Baca juga: Jurus Jitu Para Penghuni Setia Senayan
Tak hanya Yoseph Umarhadi, politisi Partai Nasdem, Akbar Faizal, juga gagal terpilih dari Dapil Sulawesi Selatan (Sulsel) II (Kabupaten Bulukumba, Sinjai, Bone, Wajo, Soppeng, Parepare, Barru, Pangkep, dan Maros) saat Pileg 2019. Padahal, di dua pemilu sebelumnya, 2009 dan 2014, ia berhasil melenggang ke Senayan dari dapil tersebut. Pada 2009 dengan ”kendaraan” Partai Hanura, baru pada 2014 dengan Nasdem.
”Menjadi peserta pemilu di Indonesia itu seperti bertarung secara bebas, masuk ke dalam hutan belantara, menggunakan seluruh senjata yang ada, mulai bazoka, pistol, sampai ranting yang diruncingkan, agar bisa mengamankan diri,” kata Akbar.
Tak terkecuali saat rekapitulasi suara. Praktik manipulasi suara jamak terjadi. Peserta pemilu berkongkalikong dengan penyelenggara pemilu untuk memuluskan pembajakan suara rakyat itu. ”Pokoknya, pakai cara yang sopan sampai melibatkan dunia hitam,” ujarnya.
Untuk mencegah hal itu, Akbar telah berupaya menempuh segala cara. Dari mulai merekrut saksi sendiri hingga memaksimalkan jaringan atau relasi yang ada untuk mengawal suara pasca-pemungutan suara.

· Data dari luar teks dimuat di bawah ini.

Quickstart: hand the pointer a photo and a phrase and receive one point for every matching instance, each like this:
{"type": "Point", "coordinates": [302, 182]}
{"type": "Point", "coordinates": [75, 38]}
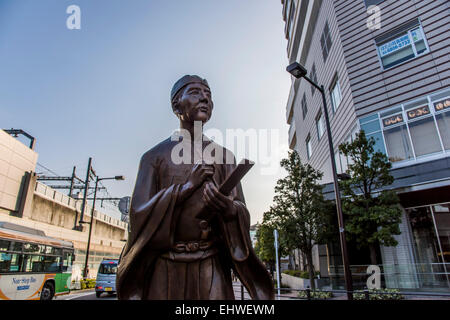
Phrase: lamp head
{"type": "Point", "coordinates": [297, 70]}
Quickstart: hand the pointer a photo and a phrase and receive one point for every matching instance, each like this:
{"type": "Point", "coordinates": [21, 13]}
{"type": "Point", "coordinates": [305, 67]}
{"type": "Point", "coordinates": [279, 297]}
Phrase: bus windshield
{"type": "Point", "coordinates": [106, 268]}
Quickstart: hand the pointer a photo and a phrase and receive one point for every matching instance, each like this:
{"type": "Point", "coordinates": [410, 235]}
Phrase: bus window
{"type": "Point", "coordinates": [17, 246]}
{"type": "Point", "coordinates": [51, 264]}
{"type": "Point", "coordinates": [33, 264]}
{"type": "Point", "coordinates": [4, 245]}
{"type": "Point", "coordinates": [67, 262]}
{"type": "Point", "coordinates": [5, 261]}
{"type": "Point", "coordinates": [9, 262]}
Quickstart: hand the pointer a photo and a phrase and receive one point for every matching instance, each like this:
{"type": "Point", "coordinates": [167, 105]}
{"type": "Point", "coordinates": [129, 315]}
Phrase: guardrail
{"type": "Point", "coordinates": [242, 294]}
{"type": "Point", "coordinates": [75, 204]}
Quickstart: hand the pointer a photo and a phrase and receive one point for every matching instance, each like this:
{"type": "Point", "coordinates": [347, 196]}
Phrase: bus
{"type": "Point", "coordinates": [32, 265]}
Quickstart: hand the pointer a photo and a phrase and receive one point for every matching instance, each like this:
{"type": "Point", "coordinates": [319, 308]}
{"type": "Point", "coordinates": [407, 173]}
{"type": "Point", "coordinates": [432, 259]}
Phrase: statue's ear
{"type": "Point", "coordinates": [176, 108]}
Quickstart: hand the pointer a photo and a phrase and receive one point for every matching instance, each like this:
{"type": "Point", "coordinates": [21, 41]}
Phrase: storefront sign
{"type": "Point", "coordinates": [392, 120]}
{"type": "Point", "coordinates": [394, 45]}
{"type": "Point", "coordinates": [418, 112]}
{"type": "Point", "coordinates": [442, 105]}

Ia tak mau bergantung pada saksi dari parpolnya. Sebab, meski turut membiayai saksi parpol bersama caleg lain, loyalitasnya diragukan. Biasanya saksi dari parpol bakal lebih condong kepada caleg yang memberikan uang paling besar.
”Dalam banyak kasus, saksi parpol itu dikapling oleh caleg yang paling besar membiayainya sehingga dia akan fokus pada satu caleg itu. Kita tidak bisa menjamin saksi itu tidak bekerja sama dengan penyelenggara pemilu untuk memindah suara kita,” tutur Akbar.

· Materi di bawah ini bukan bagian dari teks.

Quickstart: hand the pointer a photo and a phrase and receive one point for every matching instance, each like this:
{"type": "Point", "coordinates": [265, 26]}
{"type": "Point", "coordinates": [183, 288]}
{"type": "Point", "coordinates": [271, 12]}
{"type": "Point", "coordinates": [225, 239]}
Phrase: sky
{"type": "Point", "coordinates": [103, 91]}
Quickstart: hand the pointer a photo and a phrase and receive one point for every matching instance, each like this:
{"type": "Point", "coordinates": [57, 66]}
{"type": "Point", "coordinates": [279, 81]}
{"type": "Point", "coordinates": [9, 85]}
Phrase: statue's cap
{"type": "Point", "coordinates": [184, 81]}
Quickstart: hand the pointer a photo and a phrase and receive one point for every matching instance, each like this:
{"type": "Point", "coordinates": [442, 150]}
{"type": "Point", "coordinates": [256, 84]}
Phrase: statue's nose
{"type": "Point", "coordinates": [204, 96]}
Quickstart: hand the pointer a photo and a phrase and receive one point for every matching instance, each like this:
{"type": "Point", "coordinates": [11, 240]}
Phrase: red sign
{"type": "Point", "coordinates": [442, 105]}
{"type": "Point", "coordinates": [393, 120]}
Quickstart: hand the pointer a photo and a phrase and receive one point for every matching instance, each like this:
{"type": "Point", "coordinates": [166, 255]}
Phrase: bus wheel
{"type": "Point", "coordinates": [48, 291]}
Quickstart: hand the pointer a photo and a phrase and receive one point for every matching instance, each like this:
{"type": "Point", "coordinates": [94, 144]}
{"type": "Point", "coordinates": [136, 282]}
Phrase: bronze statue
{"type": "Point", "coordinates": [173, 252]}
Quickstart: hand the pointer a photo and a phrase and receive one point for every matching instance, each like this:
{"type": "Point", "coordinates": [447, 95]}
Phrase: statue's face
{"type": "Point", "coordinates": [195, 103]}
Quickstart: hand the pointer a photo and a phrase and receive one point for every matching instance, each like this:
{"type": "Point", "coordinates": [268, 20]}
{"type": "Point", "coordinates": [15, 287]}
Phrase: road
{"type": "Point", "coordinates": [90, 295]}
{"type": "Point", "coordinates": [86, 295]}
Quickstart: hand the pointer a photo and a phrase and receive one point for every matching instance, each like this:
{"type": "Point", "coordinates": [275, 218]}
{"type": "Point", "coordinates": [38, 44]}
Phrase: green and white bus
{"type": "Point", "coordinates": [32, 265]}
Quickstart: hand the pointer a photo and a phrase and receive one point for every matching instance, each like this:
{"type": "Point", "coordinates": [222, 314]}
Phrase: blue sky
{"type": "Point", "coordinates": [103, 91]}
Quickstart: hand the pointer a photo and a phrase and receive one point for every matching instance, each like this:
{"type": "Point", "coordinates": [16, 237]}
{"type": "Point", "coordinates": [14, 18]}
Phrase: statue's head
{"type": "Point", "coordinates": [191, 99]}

Segala ikhtiar telah diupayakannya tetapi ia tetap kandas. Ia meyakini, tak hanya kecurangan saat proses rekapitulasi suara, kekalahannya juga buah dari dinasti politik yang mencengkeram dapil-nya. Sejumlah caleg terpilih di dapil Sulsel II saat Pileg 2019 merupakan bagian dari dinasti politik.

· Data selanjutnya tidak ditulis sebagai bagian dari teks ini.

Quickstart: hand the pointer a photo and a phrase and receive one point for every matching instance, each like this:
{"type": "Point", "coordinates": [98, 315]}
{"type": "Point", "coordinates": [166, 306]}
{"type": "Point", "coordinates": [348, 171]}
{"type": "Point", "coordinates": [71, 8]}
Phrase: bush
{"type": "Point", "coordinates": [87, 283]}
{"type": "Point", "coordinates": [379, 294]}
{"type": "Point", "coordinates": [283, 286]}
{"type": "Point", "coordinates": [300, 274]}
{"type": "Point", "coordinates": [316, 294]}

Untuk mencegah terjadinya kecurangan di pemilu selanjutnya, menurut Akbar, penggunaan teknologi informasi dapat membantu.
Baca juga: Cek Ombak Dahulu, Arungi Lautan Pilpres Kemudian
Berdasarkan data penanganan pelanggaran Pemilu 2019 oleh Badan Pengawas Pemilu (Bawaslu), terdapat 16.134 pelanggaran administrasi, 373 pelanggaran kode etik, 582 pelanggaran pidana, serta 1.475 pelanggaran hukum lainnya selama Pemilu 2019. Tak sedikit di antaranya terkait ”pencurian” suara saat proses rekapitulasi suara.
Adapun mengutip dari laporan kinerja DKPP tahun 2019, tahapan rekapitulasi penghitungan suara selain pemungutan dan penghitungan suara disebut sebagai tahapan krusial karena banyaknya pengaduan dugaan pelanggaran kode etik oleh penyelenggara pemilu di tahapan-tahapan itu. Dari 506 pengaduan, sebanyak 37,3 persen di antaranya atau sebanyak 189 pengaduan terkait tahapan rekapitulasi suara.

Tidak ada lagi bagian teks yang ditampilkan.